Figure 9 shows the findings.  Significant differences were not found in the amount of punishments given across conditions.  In general, participants provided few punishments to the female confederate.  Significant differences were found for the amount of rewards.  In the lukewarm water condition, participants who were told the punishment would hurt responded by giving a larger amount of rewards than participants in the lukewarm water-punishment helps condition.  The finding switches for the cold-water participants.  Participants in the cold-water condition provided FEWER REWARDS when they were told the punishment would HARM the confederate versus when they were told the punishment would help.  What do these findings mean?  Participants who felt unpleasant because of the cold water exhibited more aggression as measured by providing a smaller number of rewards.  These findings partially support the CNA’s hypothesis that simple unpleasantness, even from cold water, increases anger and aggression.  Interestingly, participants in the cold water condition self-reported more anger, irritation, and unpleasantness than those in the lukewarm water condition.  But, these two groups did not differ on levels of self-reported sadness and distress.  This again supports Berkowitz’s thesis that general unpleasantness causes anger, not sadness.
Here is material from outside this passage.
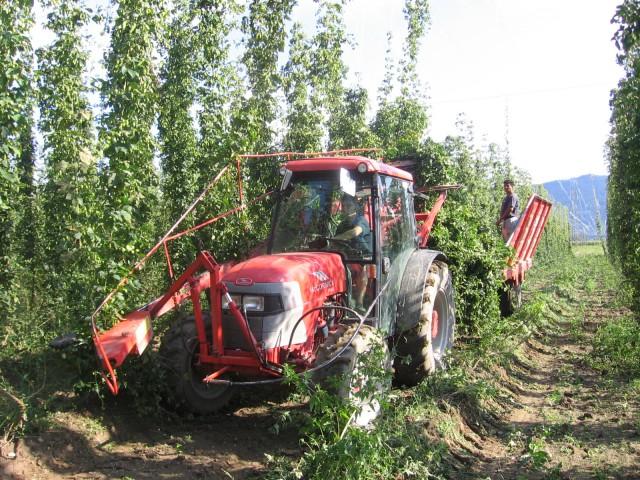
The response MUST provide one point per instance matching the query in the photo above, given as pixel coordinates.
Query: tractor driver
(355, 229)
Many things can determine whether the escape or aggression networks are stronger – including genetics, past learning experiences, and the situational cues of the eliciting event.  In general, Berkowitz believes that fear occurs when a threat is present, whereas anger results when we feel unpleasant but a clear a threat is not present. Rudimentary Anger and Rudimentary Fear mean that early in the emotion episode we have basic feelings of anger and fear.  At this point in the model, the only cognitive appraisal we have made is the perception of unpleasantness.  Thus, we cannot clearly label the emotion. As the emotion episode continues, we engage in more conscious, higher-level critical thinking.  Our cognitive appraisals, schemas, and interpretations now may impact and change our labeling of the emotion.  Berkowitz says we begin to “differentiate feelings,” meaning we determine whether we are experiencing anger, fear, or another emotion.  At the later point in this model, we may now identify our emotion as irritation OR annoyance OR anger OR fear OR another emotion.  Once we begin to differentiate feelings, we may consciously engage in emotion regulation strategies, such as suppressing our emotion, increasing the intensity of our emotion, or behaviorally expressing our emotion.  This model shows that as the emotional episode continues, our emotional experience changes as we obtain more information.